Lmbrd1, also known as limb region 1 (LMBR1) domain containing 1 gene, encodes a lysosomal membrane protein LMBD1. It is crucial for vitamin B₁₂ metabolism, specifically facilitating lysosomal cobalamin export. Mutations in Lmbrd1 lead to the cblF defect, disrupting cobalamin coenzyme synthesis and causing disorders related to methionine and methylmalonyl-coenzyme A metabolism [1,4].
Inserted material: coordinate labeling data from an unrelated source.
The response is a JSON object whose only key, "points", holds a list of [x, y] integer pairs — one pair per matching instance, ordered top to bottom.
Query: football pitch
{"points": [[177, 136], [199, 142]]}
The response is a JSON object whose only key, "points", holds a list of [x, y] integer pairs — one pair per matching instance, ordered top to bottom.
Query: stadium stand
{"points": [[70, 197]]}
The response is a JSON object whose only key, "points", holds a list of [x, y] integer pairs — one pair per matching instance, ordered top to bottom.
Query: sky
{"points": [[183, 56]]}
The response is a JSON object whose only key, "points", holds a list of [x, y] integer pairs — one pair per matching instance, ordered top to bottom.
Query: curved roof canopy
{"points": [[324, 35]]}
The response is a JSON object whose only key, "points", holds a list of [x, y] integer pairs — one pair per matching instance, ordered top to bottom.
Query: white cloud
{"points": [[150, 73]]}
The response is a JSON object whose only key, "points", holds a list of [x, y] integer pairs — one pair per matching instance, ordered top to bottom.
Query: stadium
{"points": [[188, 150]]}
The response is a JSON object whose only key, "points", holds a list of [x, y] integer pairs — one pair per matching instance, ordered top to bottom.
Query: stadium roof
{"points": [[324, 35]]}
Lmbrd1-deficient mice generated using the Cre/LoxP system showed that complete loss of Lmbrd1 function leads to early embryonic death. Studies on these mice revealed that the initial formation of the proximal-distal axis is unaffected, but the initiation of gastrulation is disturbed [2]. Heterozygous knockout mice (Lmbrd1+/-) exhibited increased cardiac-glucose uptake, cardiac hypertrophy, ventricular tissue fibrosis, elevated heart rate, and enhanced cardiac muscle contractility. As they aged, signs of ventricular function deterioration were observed, suggesting Lmbrd1's role in mediating cardiac energy homeostasis and regulating cardiac function [3].

In conclusion, Lmbrd1 is essential for processes like gastrulation during embryogenesis and for maintaining normal cardiac function. Studies using gene-knockout mouse models have provided insights into its role in these biological processes and the associated disease conditions such as cobalamin-related disorders and cardiac diseases.